Select the drill bit according the tap you will be using. Center punch the locations to be drilled and don’t force the bit.

When taping the holes, TAKE YOUR TIME and use a quality tap. Clear the chips frequently, use oil, don’t get aggressive. Those are small taps and breaking one off in the hole is not fun.
 

Jeff H

NW Ohio
I have the proper sight to mount on this rifle. I have a drill press and am thinking I can probably drill and tap the necessary holes. A couple of questions:

Is there any place on the receiver to avoid? I'm thinking I need to avoid the locking bolt channels.

Should the holes be drilled all the way through? Doesn't seem like it would hurt anything since the factory drilled several holes through it. I figure I may have to smooth off some burrs on the inside. If it requires blind holes i will have to outsource.

Any advice on what type of bit to use? I'm willing to spring for a good bit .

I did mine several years ago and it was a snap - nothing like the case-hardened Mausers.

I located the sight so that the horizontal part of the beam lay across the section of the receiver where the locking lugs run up and down. If I remember correctly I found that one of the holes was ok as a through-hole but one was better as a blind hole, and the blind hole may have been the screw over the locking lug race, the one behind the beam.

I used a Williams sight for a Remington 760 and flattened the back to match the receiver.

The receiver is relatively "soft," meaning no need for a carbide drill to break the case,like on a Mauser.

Spot the first hole, drill, tap, attach the base.

Then, spot the second hole with a drill as large as the clearance hole in the base.

Remove the sight, drill, tap and you're in business.

I use RTV to "glue" the sight onto the receiver to check alignment, position, square/level, etc. and spot that first hole with a drill the size of the hole in the base. JUST SPOT THE HOLE WITH THAT DRILL. It's too big for the threads required, but the hole in the sight base serves as a drilling guide to spot the holes.
 

Jeff H

NW Ohio
....

When taping the holes, TAKE YOUR TIME and use a quality tap. Clear the chips frequently, use oil, don’t get aggressive. Those are small taps and breaking one off in the hole is not fun.

YES! My dad was a tool & die maker for 40+ years and about the only thing he taught me was "setup is EVERYTHING." It may take two hours to set up to drill one hole, but that one hole will be there forever (unless you know a good welder and get it reblued cheap).
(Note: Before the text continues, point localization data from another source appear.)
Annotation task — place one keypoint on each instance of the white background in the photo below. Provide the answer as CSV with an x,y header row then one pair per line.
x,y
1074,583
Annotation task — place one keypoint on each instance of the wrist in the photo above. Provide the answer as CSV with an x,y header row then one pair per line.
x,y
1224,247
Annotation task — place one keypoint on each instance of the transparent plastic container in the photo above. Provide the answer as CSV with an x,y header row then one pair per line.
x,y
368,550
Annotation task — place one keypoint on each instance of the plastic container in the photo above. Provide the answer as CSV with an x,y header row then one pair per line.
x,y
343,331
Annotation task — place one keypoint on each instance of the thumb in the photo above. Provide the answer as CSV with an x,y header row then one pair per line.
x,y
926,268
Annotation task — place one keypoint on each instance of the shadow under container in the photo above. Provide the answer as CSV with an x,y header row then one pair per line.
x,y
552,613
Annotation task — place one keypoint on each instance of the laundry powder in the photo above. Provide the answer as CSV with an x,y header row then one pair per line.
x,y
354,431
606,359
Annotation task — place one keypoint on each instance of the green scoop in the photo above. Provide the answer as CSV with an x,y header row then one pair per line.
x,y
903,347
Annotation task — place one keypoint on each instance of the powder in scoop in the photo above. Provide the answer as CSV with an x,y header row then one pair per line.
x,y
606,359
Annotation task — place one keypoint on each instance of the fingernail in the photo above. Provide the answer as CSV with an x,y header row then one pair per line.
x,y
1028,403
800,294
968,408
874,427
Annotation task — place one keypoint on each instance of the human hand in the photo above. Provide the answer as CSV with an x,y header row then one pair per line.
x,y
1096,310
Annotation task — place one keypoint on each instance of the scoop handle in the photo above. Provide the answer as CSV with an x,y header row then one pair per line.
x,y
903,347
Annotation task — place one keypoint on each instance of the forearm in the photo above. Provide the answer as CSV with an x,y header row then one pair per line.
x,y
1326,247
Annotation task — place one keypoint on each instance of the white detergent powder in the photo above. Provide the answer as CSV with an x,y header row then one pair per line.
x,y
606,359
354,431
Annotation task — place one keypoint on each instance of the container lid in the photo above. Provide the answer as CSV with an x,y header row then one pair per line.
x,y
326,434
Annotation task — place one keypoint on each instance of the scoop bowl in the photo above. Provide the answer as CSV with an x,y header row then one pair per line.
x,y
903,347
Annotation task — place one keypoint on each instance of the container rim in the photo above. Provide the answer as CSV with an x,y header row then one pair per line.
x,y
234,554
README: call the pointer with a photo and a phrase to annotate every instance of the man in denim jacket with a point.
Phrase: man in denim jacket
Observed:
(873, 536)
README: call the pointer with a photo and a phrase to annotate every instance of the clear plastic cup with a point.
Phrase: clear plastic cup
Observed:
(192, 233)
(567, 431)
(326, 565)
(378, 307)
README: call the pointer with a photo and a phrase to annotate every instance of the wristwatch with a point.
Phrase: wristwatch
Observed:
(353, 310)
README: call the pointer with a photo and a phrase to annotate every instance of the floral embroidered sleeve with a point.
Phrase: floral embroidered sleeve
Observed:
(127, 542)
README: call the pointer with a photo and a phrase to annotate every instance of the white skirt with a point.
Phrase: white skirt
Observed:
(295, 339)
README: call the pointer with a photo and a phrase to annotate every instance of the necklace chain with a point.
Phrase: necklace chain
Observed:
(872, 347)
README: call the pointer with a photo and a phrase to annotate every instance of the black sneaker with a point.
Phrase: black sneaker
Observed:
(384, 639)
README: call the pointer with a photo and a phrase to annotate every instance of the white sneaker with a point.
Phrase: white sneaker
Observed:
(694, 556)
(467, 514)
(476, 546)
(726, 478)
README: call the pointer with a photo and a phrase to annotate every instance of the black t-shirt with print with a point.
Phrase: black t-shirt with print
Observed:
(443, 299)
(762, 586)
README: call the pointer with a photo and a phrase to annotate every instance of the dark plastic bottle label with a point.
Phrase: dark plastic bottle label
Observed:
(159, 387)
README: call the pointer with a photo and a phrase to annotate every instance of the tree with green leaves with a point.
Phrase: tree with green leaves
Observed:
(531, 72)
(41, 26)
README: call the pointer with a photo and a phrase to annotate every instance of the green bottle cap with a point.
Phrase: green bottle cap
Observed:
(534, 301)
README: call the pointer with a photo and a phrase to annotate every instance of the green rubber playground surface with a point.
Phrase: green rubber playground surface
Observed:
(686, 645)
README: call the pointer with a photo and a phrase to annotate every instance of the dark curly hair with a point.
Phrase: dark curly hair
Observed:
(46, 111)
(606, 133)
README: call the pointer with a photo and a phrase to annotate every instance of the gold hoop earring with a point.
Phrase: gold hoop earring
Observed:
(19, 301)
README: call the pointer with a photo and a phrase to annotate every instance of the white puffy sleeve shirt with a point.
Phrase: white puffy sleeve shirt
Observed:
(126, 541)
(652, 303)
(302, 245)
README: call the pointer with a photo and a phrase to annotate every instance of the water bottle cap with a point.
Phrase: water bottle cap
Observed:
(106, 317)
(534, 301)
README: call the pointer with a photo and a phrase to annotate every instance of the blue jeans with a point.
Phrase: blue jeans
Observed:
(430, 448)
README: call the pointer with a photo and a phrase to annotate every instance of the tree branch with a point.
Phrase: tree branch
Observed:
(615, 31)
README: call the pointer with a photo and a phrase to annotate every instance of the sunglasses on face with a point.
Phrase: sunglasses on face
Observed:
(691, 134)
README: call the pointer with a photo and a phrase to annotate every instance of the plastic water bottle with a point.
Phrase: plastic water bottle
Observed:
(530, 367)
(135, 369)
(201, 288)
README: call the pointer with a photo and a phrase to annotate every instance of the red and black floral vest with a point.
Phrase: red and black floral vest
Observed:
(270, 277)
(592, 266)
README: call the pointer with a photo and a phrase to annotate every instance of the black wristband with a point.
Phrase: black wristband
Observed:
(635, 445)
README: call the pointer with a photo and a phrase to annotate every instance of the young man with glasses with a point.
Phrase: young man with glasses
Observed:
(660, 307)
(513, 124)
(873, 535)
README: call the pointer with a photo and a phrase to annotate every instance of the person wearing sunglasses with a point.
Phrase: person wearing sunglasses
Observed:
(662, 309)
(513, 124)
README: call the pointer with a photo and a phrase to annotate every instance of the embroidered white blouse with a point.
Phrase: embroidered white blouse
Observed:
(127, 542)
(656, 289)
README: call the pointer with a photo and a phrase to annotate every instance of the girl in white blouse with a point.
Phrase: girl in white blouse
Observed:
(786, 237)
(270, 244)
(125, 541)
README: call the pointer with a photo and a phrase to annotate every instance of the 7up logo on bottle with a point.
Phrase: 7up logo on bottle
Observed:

One other thing he imparted upon me was to never run a tapered tap all the way through a hole. Stop JUST short and leave a teensy bit of taper on the exit side of the hole. Your screws won't wobble that way. Not all drills/taps are made to the exacting specifications as those sourced by toolrooms, so find a drill/tap chart and note that smaller drills will leave you with more thread engagement and larger will be looser. A selection of fractional, number and letter drills can be handy - as long as you have a micrometer to check them. Doesn't hurt to drill/tap a piece of scrap steel first to see how the fit comes out for you.